Le monopole des fournisseurs publics d’électricité assure simultanément l’aliénation des administrés-consommateurs et l’alimentation des caisses publiques. Qui ne s’est-il pas réjoui du résultat record de Romande Energie, en 2023 ? Le déploiement de compteurs « intelligents » permettra aux services publics de restreindre les accros à l’électron par des mesures planificatrices qui conduiront au bien-être collectif.
L’accroissement anarchique de la population produit aussi des effets sur le système de santé publique. Les responsables Vaudois qui se succèdent depuis 20 ans n’ont pas osé poursuivre la réorganisation hospitalière imposée par l’évolution des charges. Au contraire, ils ont « courageusement » opté pour l’augmentation des effectifs, la limitation de la rémunération des médecins-chefs et les restrictions d’équipements dans les établissements privés. L’option socialiste d’étatiser la santé publique ne permet manifestement pas aux assurés Vaudois – du moins, ceux qui ne profitent pas des aides – de descendre du podium des primes les plus élevées du pays. Ils ne bénéficient pas, pour autant, d’un accès aux soins plus efficace.
À ce rythme, une majorité de Vaudois peut tomber dans l’assistanat. Cette situation justifierait, aux yeux de certains planificateurs, un rationnement des prestations publiques. Les commissaires à la santé décideraient alors des critères de discrimination : l’âge, l’état de santé, le comportement alimentaire, le revenu, la fortune, les orientations politiques, sexuelles ou religieuses. Le terreau du rationnement est fertilisé par les appels lancinants en faveur d’une caisse unique d’assurance-maladie, présentée comme le seul remède à l’évolution des charges. Et si l’accroissement délirant de la population était une cause de l’alourdissement du système sanitaire et de l’augmentation de ses coûts ?

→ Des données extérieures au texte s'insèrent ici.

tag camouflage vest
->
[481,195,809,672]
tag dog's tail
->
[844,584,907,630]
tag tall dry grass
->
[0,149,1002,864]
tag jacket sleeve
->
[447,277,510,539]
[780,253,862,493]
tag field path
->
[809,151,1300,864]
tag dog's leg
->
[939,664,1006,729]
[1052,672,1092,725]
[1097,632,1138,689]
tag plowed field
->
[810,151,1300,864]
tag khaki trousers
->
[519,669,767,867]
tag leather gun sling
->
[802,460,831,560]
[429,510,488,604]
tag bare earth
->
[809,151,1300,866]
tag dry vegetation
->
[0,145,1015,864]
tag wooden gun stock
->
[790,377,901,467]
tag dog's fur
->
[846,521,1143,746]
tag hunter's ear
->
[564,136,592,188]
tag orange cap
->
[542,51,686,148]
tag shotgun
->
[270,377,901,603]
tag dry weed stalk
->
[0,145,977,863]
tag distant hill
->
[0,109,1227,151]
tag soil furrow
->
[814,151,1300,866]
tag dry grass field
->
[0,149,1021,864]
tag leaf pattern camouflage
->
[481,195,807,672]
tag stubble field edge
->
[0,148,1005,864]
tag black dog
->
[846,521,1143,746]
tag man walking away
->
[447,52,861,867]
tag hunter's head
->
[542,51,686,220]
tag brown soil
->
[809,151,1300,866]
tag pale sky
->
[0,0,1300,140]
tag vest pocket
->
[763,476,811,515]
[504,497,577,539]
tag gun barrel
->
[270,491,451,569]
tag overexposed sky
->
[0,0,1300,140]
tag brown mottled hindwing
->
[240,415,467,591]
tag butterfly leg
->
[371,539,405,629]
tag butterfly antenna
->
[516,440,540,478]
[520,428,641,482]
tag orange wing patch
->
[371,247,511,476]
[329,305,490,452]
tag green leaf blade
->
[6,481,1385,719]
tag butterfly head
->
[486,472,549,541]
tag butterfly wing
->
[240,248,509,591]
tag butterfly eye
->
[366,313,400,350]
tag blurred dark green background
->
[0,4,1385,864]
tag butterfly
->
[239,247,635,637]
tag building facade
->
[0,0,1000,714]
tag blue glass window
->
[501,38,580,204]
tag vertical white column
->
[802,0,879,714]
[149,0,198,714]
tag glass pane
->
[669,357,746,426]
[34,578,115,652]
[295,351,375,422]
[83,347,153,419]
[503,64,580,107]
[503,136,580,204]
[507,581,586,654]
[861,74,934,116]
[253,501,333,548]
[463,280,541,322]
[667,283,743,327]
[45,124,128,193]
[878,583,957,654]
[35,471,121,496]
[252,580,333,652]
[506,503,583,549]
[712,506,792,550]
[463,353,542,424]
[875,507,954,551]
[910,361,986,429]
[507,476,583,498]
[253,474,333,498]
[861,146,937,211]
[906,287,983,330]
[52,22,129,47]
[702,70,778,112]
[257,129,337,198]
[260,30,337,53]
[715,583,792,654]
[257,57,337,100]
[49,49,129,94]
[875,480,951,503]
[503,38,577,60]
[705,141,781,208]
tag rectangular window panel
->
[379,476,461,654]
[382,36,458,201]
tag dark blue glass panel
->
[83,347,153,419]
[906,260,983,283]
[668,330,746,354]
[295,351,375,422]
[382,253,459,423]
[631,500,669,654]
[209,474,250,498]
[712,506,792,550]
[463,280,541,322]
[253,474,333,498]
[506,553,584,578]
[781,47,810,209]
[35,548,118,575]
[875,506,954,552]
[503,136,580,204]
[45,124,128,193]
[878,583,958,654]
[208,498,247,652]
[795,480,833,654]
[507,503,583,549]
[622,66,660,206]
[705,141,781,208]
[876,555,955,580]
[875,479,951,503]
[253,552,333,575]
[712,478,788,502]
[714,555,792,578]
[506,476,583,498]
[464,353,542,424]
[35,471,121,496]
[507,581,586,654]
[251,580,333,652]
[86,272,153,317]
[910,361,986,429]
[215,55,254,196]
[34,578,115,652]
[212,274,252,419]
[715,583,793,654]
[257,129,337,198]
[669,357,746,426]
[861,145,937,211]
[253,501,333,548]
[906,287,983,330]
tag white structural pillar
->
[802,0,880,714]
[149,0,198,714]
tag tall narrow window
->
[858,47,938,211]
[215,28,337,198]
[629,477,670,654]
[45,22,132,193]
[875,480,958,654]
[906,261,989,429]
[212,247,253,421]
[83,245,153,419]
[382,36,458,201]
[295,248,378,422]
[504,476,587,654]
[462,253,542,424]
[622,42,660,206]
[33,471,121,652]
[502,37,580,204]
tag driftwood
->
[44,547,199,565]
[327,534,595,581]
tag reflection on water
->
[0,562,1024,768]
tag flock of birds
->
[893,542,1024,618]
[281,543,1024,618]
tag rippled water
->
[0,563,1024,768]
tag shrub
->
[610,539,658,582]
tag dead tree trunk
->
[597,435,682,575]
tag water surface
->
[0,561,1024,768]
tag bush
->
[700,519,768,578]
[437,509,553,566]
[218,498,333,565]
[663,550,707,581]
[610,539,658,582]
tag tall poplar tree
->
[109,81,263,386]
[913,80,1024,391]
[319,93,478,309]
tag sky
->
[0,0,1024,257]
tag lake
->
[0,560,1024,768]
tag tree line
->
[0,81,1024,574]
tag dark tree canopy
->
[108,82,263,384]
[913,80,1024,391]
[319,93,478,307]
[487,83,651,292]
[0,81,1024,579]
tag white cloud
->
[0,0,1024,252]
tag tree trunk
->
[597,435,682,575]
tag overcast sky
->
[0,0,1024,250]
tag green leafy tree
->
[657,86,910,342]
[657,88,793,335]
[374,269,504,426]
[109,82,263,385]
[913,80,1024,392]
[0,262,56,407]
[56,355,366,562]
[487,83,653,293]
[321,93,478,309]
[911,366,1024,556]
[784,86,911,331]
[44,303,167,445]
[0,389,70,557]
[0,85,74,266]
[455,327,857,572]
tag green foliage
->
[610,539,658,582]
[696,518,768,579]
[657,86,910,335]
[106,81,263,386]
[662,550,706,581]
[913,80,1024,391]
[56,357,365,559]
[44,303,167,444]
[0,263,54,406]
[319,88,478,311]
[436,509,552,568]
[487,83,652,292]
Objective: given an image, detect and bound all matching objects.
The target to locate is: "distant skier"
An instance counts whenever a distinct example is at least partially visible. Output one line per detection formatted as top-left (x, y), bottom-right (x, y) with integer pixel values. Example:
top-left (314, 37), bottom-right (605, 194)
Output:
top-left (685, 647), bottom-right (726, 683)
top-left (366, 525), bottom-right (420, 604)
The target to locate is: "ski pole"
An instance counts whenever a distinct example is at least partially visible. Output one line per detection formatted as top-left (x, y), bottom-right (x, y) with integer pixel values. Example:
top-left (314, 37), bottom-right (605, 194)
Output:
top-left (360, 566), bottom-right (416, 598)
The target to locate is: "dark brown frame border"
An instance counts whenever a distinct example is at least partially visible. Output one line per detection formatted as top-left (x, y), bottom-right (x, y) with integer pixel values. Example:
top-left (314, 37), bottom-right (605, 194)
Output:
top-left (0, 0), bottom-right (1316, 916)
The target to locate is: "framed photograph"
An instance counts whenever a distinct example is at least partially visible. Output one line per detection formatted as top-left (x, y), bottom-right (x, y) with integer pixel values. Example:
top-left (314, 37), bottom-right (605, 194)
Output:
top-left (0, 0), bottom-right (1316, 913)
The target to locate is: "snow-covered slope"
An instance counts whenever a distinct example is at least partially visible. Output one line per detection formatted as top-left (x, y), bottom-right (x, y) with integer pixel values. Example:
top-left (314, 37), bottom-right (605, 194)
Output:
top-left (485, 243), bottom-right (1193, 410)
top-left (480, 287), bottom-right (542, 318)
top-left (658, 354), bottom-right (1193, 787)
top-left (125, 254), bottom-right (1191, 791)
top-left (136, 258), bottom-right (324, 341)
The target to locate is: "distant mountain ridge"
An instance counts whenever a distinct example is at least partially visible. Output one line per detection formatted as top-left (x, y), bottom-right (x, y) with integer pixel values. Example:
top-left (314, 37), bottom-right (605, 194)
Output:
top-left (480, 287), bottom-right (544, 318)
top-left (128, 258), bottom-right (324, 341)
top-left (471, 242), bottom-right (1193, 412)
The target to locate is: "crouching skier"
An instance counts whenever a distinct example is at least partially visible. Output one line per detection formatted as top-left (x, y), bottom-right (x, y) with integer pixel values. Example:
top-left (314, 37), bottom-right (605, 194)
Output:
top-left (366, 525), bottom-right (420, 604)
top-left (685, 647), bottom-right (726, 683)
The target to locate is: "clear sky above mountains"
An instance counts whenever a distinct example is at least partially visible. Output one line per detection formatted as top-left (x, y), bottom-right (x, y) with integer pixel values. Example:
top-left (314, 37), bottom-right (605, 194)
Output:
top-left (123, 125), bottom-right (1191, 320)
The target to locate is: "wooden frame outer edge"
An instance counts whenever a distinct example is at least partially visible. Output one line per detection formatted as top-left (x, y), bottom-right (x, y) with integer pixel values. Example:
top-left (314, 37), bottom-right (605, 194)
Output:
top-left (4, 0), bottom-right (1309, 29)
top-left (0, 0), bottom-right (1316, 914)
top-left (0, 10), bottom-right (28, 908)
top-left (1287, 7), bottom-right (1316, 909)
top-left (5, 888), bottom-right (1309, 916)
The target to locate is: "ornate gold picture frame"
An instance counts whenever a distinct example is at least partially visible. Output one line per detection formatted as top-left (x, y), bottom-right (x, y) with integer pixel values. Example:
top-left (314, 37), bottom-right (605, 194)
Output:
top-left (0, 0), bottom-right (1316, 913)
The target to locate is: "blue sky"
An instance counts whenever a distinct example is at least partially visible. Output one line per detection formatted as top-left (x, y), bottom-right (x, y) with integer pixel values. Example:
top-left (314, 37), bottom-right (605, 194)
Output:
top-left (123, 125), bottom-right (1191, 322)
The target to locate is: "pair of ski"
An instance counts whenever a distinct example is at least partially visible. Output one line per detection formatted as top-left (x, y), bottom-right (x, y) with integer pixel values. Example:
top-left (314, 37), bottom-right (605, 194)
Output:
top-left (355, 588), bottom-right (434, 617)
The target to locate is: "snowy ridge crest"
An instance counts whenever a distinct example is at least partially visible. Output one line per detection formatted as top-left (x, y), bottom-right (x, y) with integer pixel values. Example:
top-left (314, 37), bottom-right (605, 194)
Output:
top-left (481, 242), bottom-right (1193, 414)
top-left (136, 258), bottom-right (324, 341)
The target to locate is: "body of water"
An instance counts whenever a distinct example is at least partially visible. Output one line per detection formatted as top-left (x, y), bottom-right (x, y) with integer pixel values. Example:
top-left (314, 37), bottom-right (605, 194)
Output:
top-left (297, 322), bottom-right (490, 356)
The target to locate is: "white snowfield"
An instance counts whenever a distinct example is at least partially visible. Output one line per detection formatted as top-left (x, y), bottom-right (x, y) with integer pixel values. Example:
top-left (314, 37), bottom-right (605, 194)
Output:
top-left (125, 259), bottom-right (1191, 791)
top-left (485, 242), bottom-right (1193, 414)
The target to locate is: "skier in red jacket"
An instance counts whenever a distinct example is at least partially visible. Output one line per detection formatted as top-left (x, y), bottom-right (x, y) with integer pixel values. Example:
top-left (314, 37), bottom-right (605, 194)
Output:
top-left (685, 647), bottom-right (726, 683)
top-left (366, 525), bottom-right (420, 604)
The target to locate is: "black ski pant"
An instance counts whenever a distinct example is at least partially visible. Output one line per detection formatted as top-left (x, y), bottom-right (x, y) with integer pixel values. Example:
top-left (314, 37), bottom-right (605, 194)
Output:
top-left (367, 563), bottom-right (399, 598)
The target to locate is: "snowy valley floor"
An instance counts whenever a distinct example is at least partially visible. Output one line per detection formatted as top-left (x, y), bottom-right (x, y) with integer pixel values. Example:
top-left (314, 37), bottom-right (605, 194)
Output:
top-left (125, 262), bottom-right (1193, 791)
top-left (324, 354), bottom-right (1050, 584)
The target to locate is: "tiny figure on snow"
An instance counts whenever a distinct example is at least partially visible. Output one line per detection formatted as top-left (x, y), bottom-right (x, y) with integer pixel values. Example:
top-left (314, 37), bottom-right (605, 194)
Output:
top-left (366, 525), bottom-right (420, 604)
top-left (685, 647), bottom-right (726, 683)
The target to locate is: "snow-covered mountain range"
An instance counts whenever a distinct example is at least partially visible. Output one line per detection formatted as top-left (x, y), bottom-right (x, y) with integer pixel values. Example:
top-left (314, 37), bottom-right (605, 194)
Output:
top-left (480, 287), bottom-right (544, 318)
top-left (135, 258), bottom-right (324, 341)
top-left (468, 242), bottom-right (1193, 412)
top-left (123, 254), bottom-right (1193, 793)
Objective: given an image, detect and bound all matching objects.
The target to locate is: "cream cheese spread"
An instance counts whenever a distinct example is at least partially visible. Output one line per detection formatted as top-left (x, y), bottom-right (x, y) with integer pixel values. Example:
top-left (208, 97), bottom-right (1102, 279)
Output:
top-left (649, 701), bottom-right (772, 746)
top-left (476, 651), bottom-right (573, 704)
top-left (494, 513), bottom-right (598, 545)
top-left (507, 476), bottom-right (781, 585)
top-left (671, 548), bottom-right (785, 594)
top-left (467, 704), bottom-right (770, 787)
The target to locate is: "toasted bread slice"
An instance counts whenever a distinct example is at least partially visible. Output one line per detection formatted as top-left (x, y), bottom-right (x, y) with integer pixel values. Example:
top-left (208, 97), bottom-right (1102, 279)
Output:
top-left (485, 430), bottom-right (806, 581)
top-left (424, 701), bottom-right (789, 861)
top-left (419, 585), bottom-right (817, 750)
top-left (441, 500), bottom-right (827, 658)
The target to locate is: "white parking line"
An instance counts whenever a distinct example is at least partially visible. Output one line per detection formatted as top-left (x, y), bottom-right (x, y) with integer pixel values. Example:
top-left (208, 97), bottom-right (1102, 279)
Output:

Le besoin d’une vision à long terme
La libre circulation répond, sur le court terme, aux besoins d’un marché duquel tous nos voisins aimeraient tirer profit. Son usage immédiat et incontrôlé laisse entrevoir les pénuries parce que nous évoluons dans un système aux ressources limitées. Comme il l’a déjà fait, le souverain se prononcera sur la question essentielle de la démographie. Faisons le pari que nous serons une majorité à rejeter l’ancien modèle économique consistant à créer de la demande ; c’est-à-dire à loger, éduquer, former, soigner, une population étrangère moins sensible à nos équilibres et proportionnellement plus consommatrice de prestations sociales.
Concevoir la Suisse à 10 millions d’habitants et à 500’000 frontaliers, c’est organiser pénuries et rationnements. Le jour du dépassement, si cher aux ONG et autres censeurs vertueux, risque de tomber en février, si le projet migratoire n’est pas reconsidéré.
L’inspiration doit venir des autorités de Grimisuat qui ont fait le choix de plafonner la population communale afin de limiter la pression sur l’eau. La sauvegarde de nos ressources, de nos systèmes sociaux, la mise en œuvre de politiques écologiques, plus efficaces que punitives, et la préservation de notre autonomie alimentaire imposent une action résolue face à l’évolution anarchique de la démographie suisse. Notre liberté est à ce prix !
Nicolas Daïna, ing. forestier dipl. EPFZ, directeur d’une régie immobilière.
[1] En 1950, la Suisse compte 4,7 mios d’habitants, dont 6% d’étrangers. Nous sommes 8,9 mios en 2022, dont 26% d’étrangers.